Otto Fenichel in his compendious survey of the first Freudian half-century concluded that ‘the facts on which Freud based his concept of a death instinct in no way necessitate the assumption…of a genuine self-destructive instinct’. Heinz Hartmann set the tone for ego psychology when he ‘chose to…do without “Freud’s other, mainly biologically oriented set of hypotheses of the ‘life’ and ‘death instincts’”‘. In the object relations theory, among the Independent group ‘the most common repudiation was the loathsome notion of the death instinct’. Indeed, ‘for most analysts Freud’s idea of a primitive urge towards death, of a primary masochism, was…bedevilled by problems’.

Nevertheless the concept has been defended, extended, and carried forward by some analysts, generally those tangential to the psychoanalytic mainstream; while among the more orthodox, arguably of ‘those who, in contrast to most other analysts, take Freud’s doctrine of the death drive seriously, K. R. Eissler has been the most persuasive – or least unpersuasive’.

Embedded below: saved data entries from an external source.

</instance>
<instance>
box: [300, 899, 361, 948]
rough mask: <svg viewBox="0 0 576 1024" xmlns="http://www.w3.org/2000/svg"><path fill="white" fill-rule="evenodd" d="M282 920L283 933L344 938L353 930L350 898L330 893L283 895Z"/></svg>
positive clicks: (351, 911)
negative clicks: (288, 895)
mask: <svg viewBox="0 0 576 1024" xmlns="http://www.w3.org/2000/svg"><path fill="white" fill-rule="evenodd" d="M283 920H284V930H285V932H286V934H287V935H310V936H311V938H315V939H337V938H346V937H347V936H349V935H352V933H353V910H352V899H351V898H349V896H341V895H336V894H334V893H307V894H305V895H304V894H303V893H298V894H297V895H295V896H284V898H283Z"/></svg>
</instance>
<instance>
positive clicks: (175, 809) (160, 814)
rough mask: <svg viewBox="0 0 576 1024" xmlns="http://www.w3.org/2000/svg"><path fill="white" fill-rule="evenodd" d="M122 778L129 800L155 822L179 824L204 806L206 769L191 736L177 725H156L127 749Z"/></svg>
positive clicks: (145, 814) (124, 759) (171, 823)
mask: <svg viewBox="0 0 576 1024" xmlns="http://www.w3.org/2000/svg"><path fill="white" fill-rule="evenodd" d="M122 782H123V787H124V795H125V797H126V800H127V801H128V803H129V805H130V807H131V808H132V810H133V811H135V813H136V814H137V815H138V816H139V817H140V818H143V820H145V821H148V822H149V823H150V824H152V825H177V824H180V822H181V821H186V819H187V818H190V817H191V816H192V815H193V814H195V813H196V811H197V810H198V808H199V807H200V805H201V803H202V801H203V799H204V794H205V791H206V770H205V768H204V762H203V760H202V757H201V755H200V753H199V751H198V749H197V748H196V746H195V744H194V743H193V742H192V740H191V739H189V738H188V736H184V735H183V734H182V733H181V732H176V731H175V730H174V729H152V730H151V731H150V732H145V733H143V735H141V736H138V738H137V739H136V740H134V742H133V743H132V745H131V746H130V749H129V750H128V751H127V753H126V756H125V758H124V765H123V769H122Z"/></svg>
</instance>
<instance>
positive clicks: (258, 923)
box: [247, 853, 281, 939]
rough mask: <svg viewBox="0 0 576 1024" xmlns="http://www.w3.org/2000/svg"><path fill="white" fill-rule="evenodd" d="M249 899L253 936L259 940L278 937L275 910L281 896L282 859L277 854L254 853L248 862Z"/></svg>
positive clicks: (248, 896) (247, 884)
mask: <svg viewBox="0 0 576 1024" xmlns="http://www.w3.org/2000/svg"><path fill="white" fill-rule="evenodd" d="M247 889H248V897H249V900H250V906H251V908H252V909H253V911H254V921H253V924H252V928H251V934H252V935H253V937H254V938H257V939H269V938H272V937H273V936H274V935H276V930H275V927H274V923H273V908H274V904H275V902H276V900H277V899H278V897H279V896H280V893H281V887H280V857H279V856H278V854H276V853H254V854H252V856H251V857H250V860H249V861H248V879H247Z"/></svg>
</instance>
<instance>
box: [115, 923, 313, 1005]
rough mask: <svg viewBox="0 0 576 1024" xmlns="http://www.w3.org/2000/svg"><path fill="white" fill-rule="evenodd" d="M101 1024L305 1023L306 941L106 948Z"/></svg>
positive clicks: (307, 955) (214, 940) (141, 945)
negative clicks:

Melanie Klein and her immediate followers considered that ‘the infant is exposed from birth to the anxiety stirred up by the inborn polarity of instincts – the immediate conflict between the life instinct and the death instinct’; and Kleinians indeed built much of their theory of early childhood around the outward deflection of the latter. ‘This deflection of the death instinct, described by Freud, in Melanie Klein’s view consists partly of a projection, partly of the conversion of the death instinct into aggression’.

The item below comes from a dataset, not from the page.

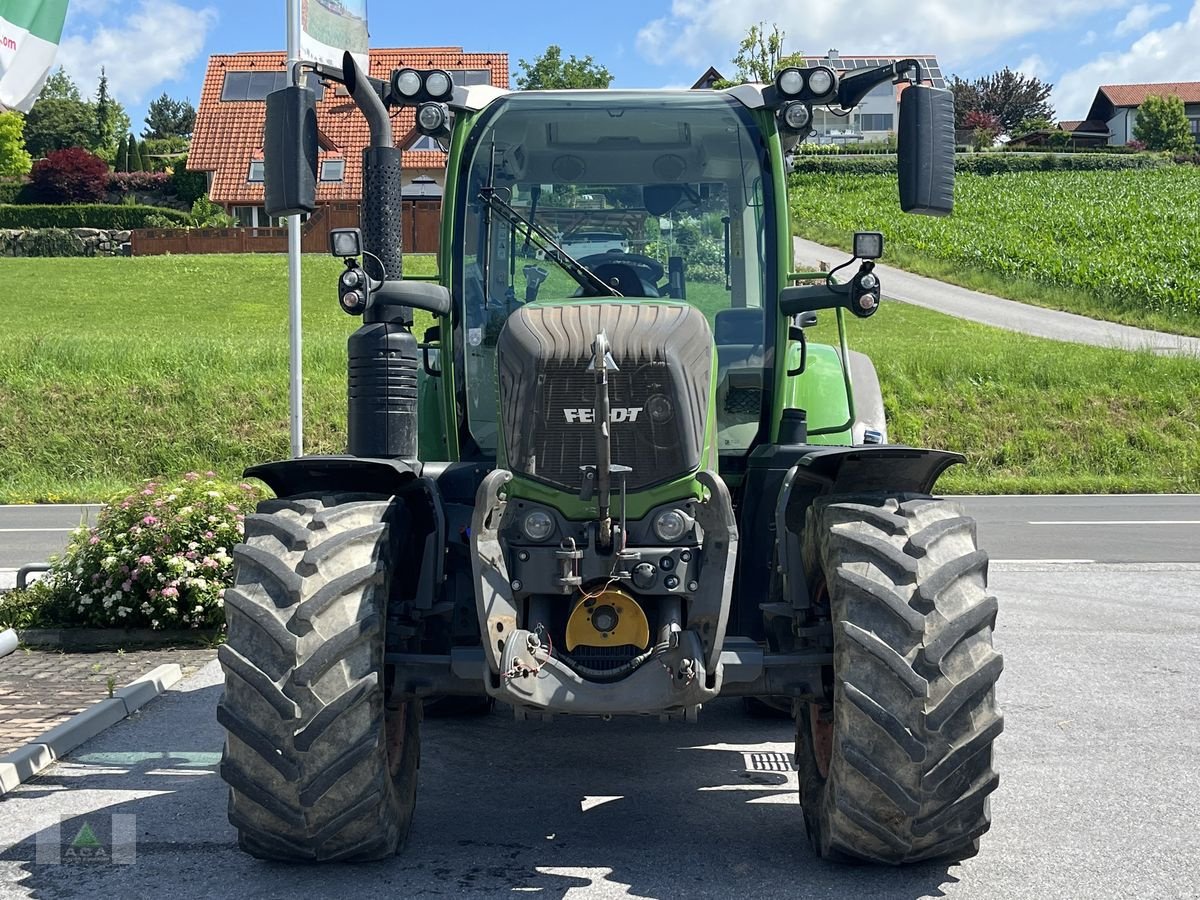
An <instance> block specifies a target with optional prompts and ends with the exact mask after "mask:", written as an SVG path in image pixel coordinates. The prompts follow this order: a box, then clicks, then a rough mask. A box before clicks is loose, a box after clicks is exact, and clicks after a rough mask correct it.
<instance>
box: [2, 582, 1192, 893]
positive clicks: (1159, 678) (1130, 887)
mask: <svg viewBox="0 0 1200 900" xmlns="http://www.w3.org/2000/svg"><path fill="white" fill-rule="evenodd" d="M1198 581H1200V566H1195V565H1193V566H1158V568H1145V566H1105V565H1093V566H1082V568H1075V566H1067V565H1042V566H1027V565H1013V564H1000V565H996V566H994V569H992V588H994V589H995V590H996V593H997V594H998V596H1000V600H1001V613H1000V622H998V626H997V634H996V642H997V646H998V647H1000V649H1001V650H1002V652H1003V653H1004V658H1006V671H1004V674H1003V677H1002V678H1001V682H1000V689H998V690H1000V700H1001V704H1002V707H1003V709H1004V713H1006V731H1004V733H1003V734H1002V736H1001V738H1000V740H998V742H997V767H998V770H1000V773H1001V779H1002V781H1001V787H1000V790H998V791H997V792H996V793H995V794H994V796H992V797H994V802H992V815H994V827H992V830H991V833H989V834H988V835H985V838H984V845H983V851H982V853H980V854H979V856H978V857H976V858H974V859H971V860H967V862H966V863H964V864H961V865H953V866H947V865H920V866H914V868H907V869H902V870H880V869H871V868H840V866H834V865H827V864H823V863H820V862H817V860H815V859H814V858H812V857H811V854H810V852H809V850H808V847H806V844H805V838H804V827H803V824H802V818H800V815H799V809H798V806H797V803H796V775H794V773H793V772H792V770H791V768H790V760H788V756H787V754H788V752H790V751H791V749H792V746H791V727H790V725H788V724H787V722H782V721H778V720H767V721H763V720H754V719H748V718H745V716H744V715H743V714H742V712H740V706H739V704H738V703H736V702H718V703H714V704H710V706H709V707H708V708H707V709H706V710H704V712H703V713H702V714H701V720H700V724H698V725H694V726H688V725H680V724H672V725H664V724H659V722H658V721H640V720H614V721H611V722H602V721H599V720H570V719H558V720H556V721H553V722H536V724H529V722H521V724H518V722H515V721H512V720H511V719H510V718H508V716H505V715H503V714H502V713H500V712H496V713H493V714H492V715H490V716H487V718H484V719H458V720H427V721H426V725H425V739H424V749H422V757H421V758H422V767H421V781H420V799H419V803H418V812H416V817H415V824H414V832H413V836H412V839H410V841H409V846H408V848H407V851H406V853H404V854H403V856H401V857H398V858H396V859H395V860H389V862H385V863H379V864H372V865H361V866H342V865H334V866H324V868H313V866H286V865H272V864H263V863H258V862H256V860H253V859H251V858H248V857H246V856H244V854H242V853H240V852H239V851H238V850H236V846H235V835H234V832H233V829H232V828H230V827H229V824H228V823H227V821H226V791H224V786H223V784H222V782H221V780H220V778H218V776H217V775H216V774H215V767H216V763H217V760H218V754H220V749H221V742H222V733H221V730H220V727H218V726H217V725H216V722H215V721H214V707H215V704H216V701H217V698H218V696H220V690H221V689H220V685H218V680H220V671H218V670H217V667H216V666H212V667H210V668H206V670H203V671H202V672H200V673H199V674H198V676H196V677H193V678H192V679H190V680H188V682H186V683H185V684H184V685H182V690H178V691H172V692H169V694H168V695H167V697H164V698H163V700H161V701H157V702H156V703H154V704H151V706H150V707H148V708H146V709H145V710H144V712H143V713H140V714H139V715H138V716H136V718H134V719H132V720H128V721H126V722H122V724H120V725H118V726H116V727H114V728H112V730H110V731H108V732H107V733H104V734H102V736H101V737H98V738H96V739H95V740H92V742H90V743H88V744H85V745H84V746H82V748H80V749H79V750H78V751H76V754H73V755H72V756H71V757H70V760H68V761H67V762H65V763H60V764H58V766H55V767H54V768H52V769H49V770H48V772H47V773H46V774H44V775H43V776H40V778H37V779H36V780H34V781H32V782H30V784H28V785H25V786H23V787H22V788H19V790H18V791H17V792H16V793H14V794H13V796H12V797H11V799H7V800H5V802H2V803H0V898H13V896H19V898H25V896H29V898H54V899H58V898H89V899H90V898H116V896H120V898H162V896H170V898H173V900H185V899H186V898H215V899H216V898H282V896H301V895H302V896H320V898H350V896H353V898H370V896H385V895H395V896H404V898H415V896H448V895H468V896H496V898H502V896H504V898H511V896H518V895H532V896H536V898H550V899H553V900H558V899H560V898H569V899H570V900H583V899H584V898H624V896H644V898H722V899H724V898H731V896H746V898H827V896H830V898H833V896H836V898H842V896H852V898H926V896H935V898H936V896H949V898H988V899H989V900H991V899H997V900H1004V899H1007V898H1020V899H1021V900H1025V899H1026V898H1086V899H1087V900H1098V899H1102V898H1121V899H1122V900H1123V899H1124V898H1132V896H1146V898H1151V896H1152V898H1195V896H1198V895H1200V871H1198V869H1196V866H1195V863H1196V859H1200V830H1198V829H1196V827H1195V826H1196V809H1198V808H1200V767H1196V764H1195V761H1196V758H1198V756H1200V731H1198V728H1196V727H1195V708H1196V707H1195V686H1196V684H1198V683H1200V654H1196V652H1195V649H1196V641H1198V638H1200V604H1198V600H1200V598H1198V590H1196V584H1198ZM1189 709H1190V710H1193V712H1192V713H1188V712H1187V710H1189ZM113 816H126V817H127V816H134V817H136V818H132V820H131V818H118V820H114V818H112V817H113ZM114 822H115V823H116V830H118V833H125V834H131V835H136V840H137V842H136V847H134V848H133V853H134V857H136V858H134V862H133V863H132V864H130V865H109V864H104V863H96V862H91V863H78V864H62V865H55V864H46V863H43V864H38V863H37V862H36V853H37V845H38V842H41V846H42V852H43V857H42V858H43V859H48V858H53V857H54V854H55V853H58V854H59V858H60V859H62V858H67V857H68V856H70V853H71V851H70V845H71V844H72V842H73V841H74V840H76V838H77V835H78V834H79V832H80V829H82V828H83V827H84V824H86V826H89V827H90V828H91V830H92V832H94V833H95V835H96V838H97V840H98V841H100V844H101V845H107V841H108V840H109V833H110V830H112V828H113V823H114ZM119 856H120V857H121V858H128V853H127V852H126V851H121V852H120V853H119Z"/></svg>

Lacan for his part castigated the ‘refusal to accept this culminating point of Freud’s doctrine…by those who conduct their analysis on the basis of a conception of the ego…that death instinct whose enigma Freud propounded for us at the height of his experience’. Characteristically, he stressed the linguistic aspects of the death drive: ‘the symbol is substituted for death in order to take possession of the first swelling of life….There is therefore no further need to have recourse to the outworn notion of primordial masochism in order to understand the reason for the repetitive games in…his Fort! and in his Da!.

Eric Berne too would proudly proclaim that he, ‘besides having repeated and confirmed the conventional observations of Freud, also believes right down the line with him concerning the death instinct, and the pervasiveness of the repetition compulsion’.

For the twenty-first century, ‘the death drive today…remains a highly controversial theory for many psychoanalysts…[almost] as many opinions as there are psychoanalysts’.